Monday, July 31, 2023

RIP Cora

 Oh, it is such a sad day and also a blessed day. My friend Cora died today.  Cora had dementia brought on by strokes.  There are names for that type, but I don't remember what they are.  She has been in my life for the whole time I have worked at the pointe.  And she became one of my favorites.  I would give her a hug and sometimes she would kiss my head.  

The thing about dementia is that they may not remember any particular action.  But they remember how you make them feel.  And so, I went out of my way to make sure she felt the love.  She felt the care and how I always treated her with dignity.

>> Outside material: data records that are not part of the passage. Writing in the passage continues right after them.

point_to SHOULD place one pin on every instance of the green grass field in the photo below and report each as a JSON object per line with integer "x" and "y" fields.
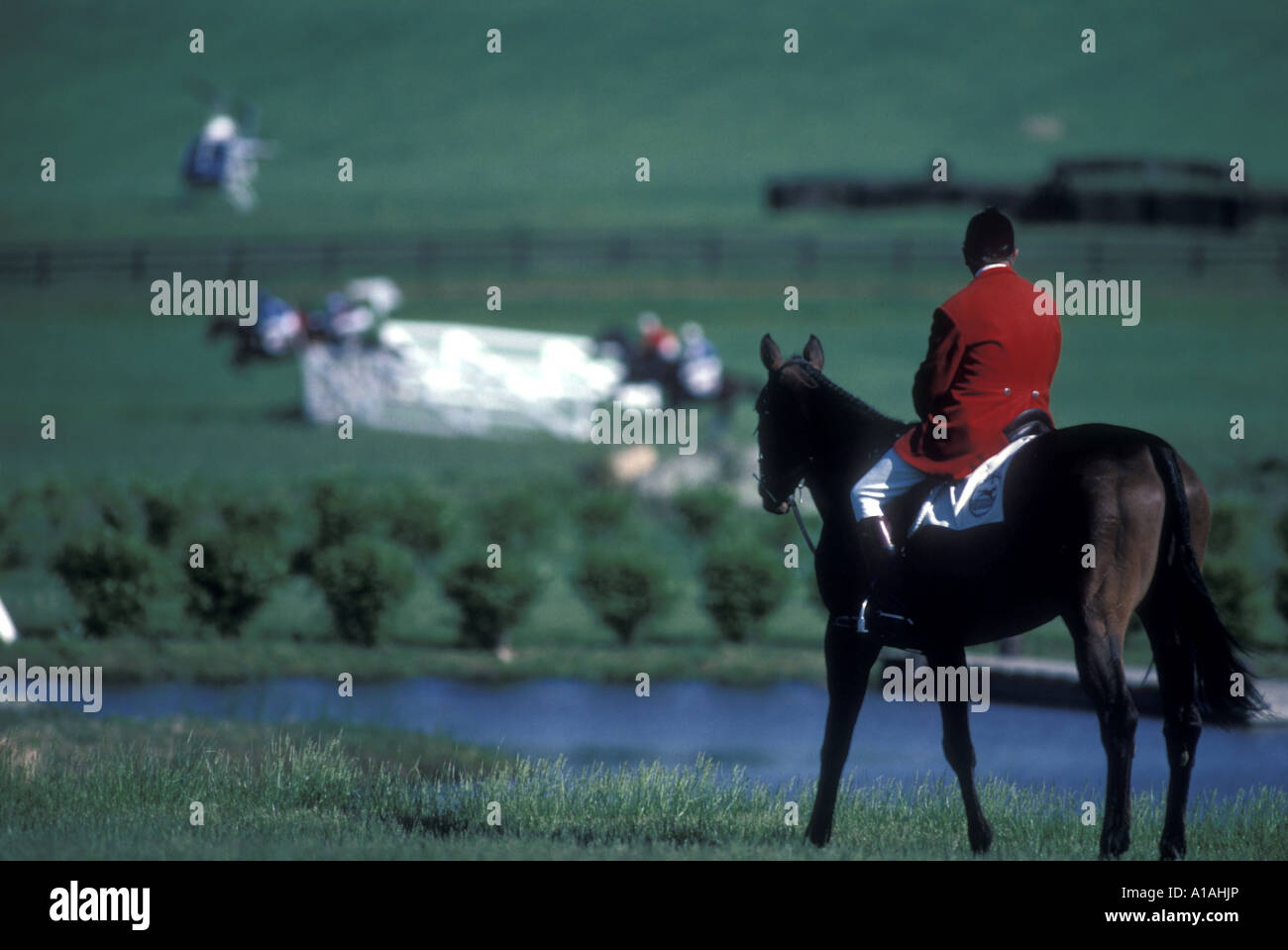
{"x": 125, "y": 791}
{"x": 445, "y": 136}
{"x": 137, "y": 396}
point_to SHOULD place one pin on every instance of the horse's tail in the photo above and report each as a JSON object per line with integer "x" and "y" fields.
{"x": 1218, "y": 657}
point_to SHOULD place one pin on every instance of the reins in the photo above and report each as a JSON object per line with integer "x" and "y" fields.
{"x": 791, "y": 503}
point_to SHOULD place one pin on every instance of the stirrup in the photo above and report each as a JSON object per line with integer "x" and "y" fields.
{"x": 872, "y": 619}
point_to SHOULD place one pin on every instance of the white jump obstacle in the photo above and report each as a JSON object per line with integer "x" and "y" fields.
{"x": 458, "y": 378}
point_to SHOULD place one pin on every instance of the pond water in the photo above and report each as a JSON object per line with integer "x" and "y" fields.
{"x": 774, "y": 733}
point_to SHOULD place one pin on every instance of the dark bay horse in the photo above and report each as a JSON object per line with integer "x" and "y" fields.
{"x": 1125, "y": 493}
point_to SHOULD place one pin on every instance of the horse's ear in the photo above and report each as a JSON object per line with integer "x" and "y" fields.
{"x": 769, "y": 353}
{"x": 814, "y": 353}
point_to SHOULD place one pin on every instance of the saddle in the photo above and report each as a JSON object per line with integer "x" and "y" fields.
{"x": 977, "y": 499}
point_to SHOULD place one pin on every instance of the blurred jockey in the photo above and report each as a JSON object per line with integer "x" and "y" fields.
{"x": 700, "y": 369}
{"x": 992, "y": 357}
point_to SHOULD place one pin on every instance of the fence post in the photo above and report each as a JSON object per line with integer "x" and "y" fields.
{"x": 712, "y": 253}
{"x": 1198, "y": 259}
{"x": 520, "y": 252}
{"x": 138, "y": 263}
{"x": 806, "y": 254}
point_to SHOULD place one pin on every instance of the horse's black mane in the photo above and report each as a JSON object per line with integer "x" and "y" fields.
{"x": 868, "y": 416}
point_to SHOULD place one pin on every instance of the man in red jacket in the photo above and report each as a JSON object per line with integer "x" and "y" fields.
{"x": 992, "y": 357}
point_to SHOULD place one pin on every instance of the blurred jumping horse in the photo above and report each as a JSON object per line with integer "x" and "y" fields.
{"x": 1125, "y": 492}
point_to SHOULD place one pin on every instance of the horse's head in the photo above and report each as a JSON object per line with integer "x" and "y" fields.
{"x": 782, "y": 433}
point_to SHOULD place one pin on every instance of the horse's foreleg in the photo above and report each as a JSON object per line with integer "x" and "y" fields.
{"x": 1098, "y": 646}
{"x": 849, "y": 661}
{"x": 961, "y": 753}
{"x": 1181, "y": 722}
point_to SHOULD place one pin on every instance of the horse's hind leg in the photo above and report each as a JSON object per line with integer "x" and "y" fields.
{"x": 1181, "y": 720}
{"x": 1098, "y": 636}
{"x": 961, "y": 753}
{"x": 849, "y": 661}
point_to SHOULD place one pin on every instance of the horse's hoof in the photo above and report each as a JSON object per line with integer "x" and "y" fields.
{"x": 816, "y": 838}
{"x": 1171, "y": 850}
{"x": 1115, "y": 845}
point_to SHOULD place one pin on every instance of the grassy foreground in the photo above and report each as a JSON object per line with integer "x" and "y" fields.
{"x": 75, "y": 788}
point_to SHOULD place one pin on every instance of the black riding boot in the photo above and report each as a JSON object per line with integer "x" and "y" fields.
{"x": 884, "y": 611}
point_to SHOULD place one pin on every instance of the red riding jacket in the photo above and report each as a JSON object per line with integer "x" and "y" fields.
{"x": 991, "y": 357}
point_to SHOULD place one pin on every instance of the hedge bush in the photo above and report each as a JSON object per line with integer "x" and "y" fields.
{"x": 743, "y": 583}
{"x": 623, "y": 585}
{"x": 111, "y": 576}
{"x": 490, "y": 600}
{"x": 361, "y": 580}
{"x": 236, "y": 579}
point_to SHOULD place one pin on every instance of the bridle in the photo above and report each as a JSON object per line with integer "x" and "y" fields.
{"x": 797, "y": 477}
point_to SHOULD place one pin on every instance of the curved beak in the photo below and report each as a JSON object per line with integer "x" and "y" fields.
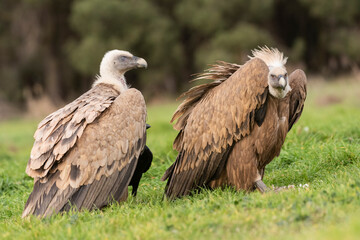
{"x": 282, "y": 83}
{"x": 140, "y": 62}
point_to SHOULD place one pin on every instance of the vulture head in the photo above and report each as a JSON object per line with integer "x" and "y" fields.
{"x": 114, "y": 65}
{"x": 278, "y": 76}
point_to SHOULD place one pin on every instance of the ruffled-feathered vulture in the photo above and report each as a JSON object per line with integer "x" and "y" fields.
{"x": 87, "y": 153}
{"x": 232, "y": 127}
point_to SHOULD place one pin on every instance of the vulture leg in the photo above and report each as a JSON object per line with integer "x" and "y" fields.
{"x": 261, "y": 186}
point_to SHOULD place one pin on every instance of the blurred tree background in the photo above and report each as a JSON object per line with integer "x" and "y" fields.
{"x": 55, "y": 46}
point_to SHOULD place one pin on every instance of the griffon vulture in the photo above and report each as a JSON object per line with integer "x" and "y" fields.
{"x": 87, "y": 153}
{"x": 232, "y": 127}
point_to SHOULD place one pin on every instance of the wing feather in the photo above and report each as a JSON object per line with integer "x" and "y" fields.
{"x": 59, "y": 131}
{"x": 209, "y": 127}
{"x": 99, "y": 167}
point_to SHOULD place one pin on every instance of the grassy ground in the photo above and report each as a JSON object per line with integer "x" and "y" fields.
{"x": 322, "y": 150}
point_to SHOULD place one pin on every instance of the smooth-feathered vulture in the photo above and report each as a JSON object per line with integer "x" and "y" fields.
{"x": 232, "y": 127}
{"x": 87, "y": 153}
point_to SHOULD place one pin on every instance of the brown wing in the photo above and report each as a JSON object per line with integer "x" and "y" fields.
{"x": 297, "y": 82}
{"x": 99, "y": 167}
{"x": 59, "y": 131}
{"x": 224, "y": 115}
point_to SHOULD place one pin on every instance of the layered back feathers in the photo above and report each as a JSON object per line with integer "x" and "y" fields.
{"x": 218, "y": 73}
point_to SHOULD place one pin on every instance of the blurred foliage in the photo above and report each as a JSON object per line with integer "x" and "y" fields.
{"x": 58, "y": 44}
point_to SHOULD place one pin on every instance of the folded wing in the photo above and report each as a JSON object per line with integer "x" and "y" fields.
{"x": 224, "y": 114}
{"x": 98, "y": 167}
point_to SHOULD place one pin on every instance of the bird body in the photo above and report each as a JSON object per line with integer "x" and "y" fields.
{"x": 86, "y": 153}
{"x": 231, "y": 128}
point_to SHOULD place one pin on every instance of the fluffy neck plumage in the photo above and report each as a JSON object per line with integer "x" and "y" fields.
{"x": 109, "y": 75}
{"x": 119, "y": 83}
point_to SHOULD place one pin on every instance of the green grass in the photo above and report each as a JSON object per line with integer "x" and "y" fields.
{"x": 322, "y": 150}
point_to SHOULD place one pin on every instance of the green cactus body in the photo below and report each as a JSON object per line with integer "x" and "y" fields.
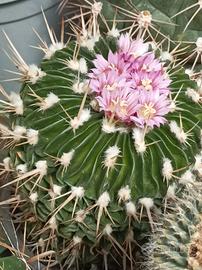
{"x": 85, "y": 179}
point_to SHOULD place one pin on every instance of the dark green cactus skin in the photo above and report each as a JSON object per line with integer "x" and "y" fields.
{"x": 177, "y": 242}
{"x": 142, "y": 173}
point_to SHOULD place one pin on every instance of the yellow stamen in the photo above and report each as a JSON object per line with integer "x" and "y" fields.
{"x": 147, "y": 111}
{"x": 147, "y": 84}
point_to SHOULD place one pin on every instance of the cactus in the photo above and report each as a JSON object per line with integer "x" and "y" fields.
{"x": 177, "y": 242}
{"x": 96, "y": 136}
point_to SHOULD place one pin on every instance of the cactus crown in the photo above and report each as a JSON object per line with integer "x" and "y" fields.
{"x": 98, "y": 133}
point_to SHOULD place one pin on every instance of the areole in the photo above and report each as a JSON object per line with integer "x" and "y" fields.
{"x": 20, "y": 9}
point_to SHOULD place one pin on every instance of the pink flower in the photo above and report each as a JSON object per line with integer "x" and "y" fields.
{"x": 118, "y": 105}
{"x": 109, "y": 81}
{"x": 151, "y": 81}
{"x": 151, "y": 109}
{"x": 131, "y": 85}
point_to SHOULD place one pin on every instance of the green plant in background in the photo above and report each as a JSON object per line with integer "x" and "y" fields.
{"x": 177, "y": 242}
{"x": 98, "y": 135}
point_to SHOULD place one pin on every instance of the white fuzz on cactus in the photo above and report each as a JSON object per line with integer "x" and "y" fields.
{"x": 124, "y": 194}
{"x": 144, "y": 19}
{"x": 52, "y": 49}
{"x": 66, "y": 158}
{"x": 32, "y": 73}
{"x": 167, "y": 170}
{"x": 48, "y": 102}
{"x": 32, "y": 136}
{"x": 41, "y": 167}
{"x": 80, "y": 87}
{"x": 57, "y": 190}
{"x": 139, "y": 140}
{"x": 198, "y": 164}
{"x": 194, "y": 95}
{"x": 131, "y": 209}
{"x": 108, "y": 127}
{"x": 111, "y": 155}
{"x": 78, "y": 65}
{"x": 187, "y": 178}
{"x": 148, "y": 204}
{"x": 19, "y": 132}
{"x": 180, "y": 134}
{"x": 7, "y": 163}
{"x": 21, "y": 168}
{"x": 16, "y": 102}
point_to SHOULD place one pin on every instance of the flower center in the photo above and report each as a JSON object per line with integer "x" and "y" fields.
{"x": 111, "y": 87}
{"x": 118, "y": 105}
{"x": 147, "y": 84}
{"x": 147, "y": 111}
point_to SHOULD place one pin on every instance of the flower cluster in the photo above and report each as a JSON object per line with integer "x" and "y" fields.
{"x": 131, "y": 86}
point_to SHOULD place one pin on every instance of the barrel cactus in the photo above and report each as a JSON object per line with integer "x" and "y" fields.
{"x": 177, "y": 242}
{"x": 96, "y": 136}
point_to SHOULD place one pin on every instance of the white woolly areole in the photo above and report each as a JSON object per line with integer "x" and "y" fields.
{"x": 84, "y": 117}
{"x": 187, "y": 178}
{"x": 130, "y": 209}
{"x": 198, "y": 164}
{"x": 17, "y": 103}
{"x": 73, "y": 64}
{"x": 173, "y": 106}
{"x": 79, "y": 65}
{"x": 189, "y": 72}
{"x": 114, "y": 32}
{"x": 88, "y": 42}
{"x": 80, "y": 216}
{"x": 138, "y": 136}
{"x": 78, "y": 192}
{"x": 53, "y": 223}
{"x": 179, "y": 132}
{"x": 18, "y": 132}
{"x": 7, "y": 163}
{"x": 32, "y": 136}
{"x": 83, "y": 68}
{"x": 124, "y": 194}
{"x": 111, "y": 155}
{"x": 57, "y": 190}
{"x": 80, "y": 87}
{"x": 148, "y": 203}
{"x": 49, "y": 101}
{"x": 53, "y": 48}
{"x": 104, "y": 200}
{"x": 66, "y": 158}
{"x": 167, "y": 170}
{"x": 34, "y": 73}
{"x": 195, "y": 96}
{"x": 97, "y": 8}
{"x": 34, "y": 197}
{"x": 42, "y": 167}
{"x": 144, "y": 19}
{"x": 171, "y": 191}
{"x": 199, "y": 44}
{"x": 76, "y": 240}
{"x": 21, "y": 168}
{"x": 108, "y": 127}
{"x": 108, "y": 230}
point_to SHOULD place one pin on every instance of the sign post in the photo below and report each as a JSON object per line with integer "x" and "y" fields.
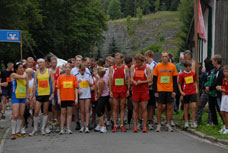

A couple of months ago she had fallen and broke her wrist. That ended her days of eating in the dining room as it made the tremor worse in her dominant hand.  She had days that she didn't eat in the dining room due to that tremor, but it came and went.  After the fall it was an all the time thing.  So, I only saw her when I did deliveries of their dinner.  And every time I made sure to go in and ask her how she was and give her a hug.  

Early in the week last week, she had lost Ray and came out to the common area.  As soon as she saw me she grabbed me and held on for dear life. Ray wasn't lost, she just had forgotten he had used the bathroom.  So, I was able to return her to him and she was okay.  But I know for a moment I was her safe spot.  

Near the end of the week something changed for her. A major transition.  And so, I went and saw her.  She had been pretty unresponsive to others, but she knew I was there.  I gave her a hug and told her that I loved her and how blessed I was to know her.  She held my hand and held it tightly.  Like again I was her safe spot.  

She went to the hospice house so that Ray could have a respite.  I knew she wasn't coming back.  At lunch another resident told me that she has passed this morning.  She was passed the tipping point as I like to call it between quality of life and survival. She went somewhere today where there are no more tremors, where her brain works normally, and she is at peace.  

Oh, my Cora.  I am blessed to have known you.  I love you and wish you well on your journey. Love and light always.  I hope I always made you feel love.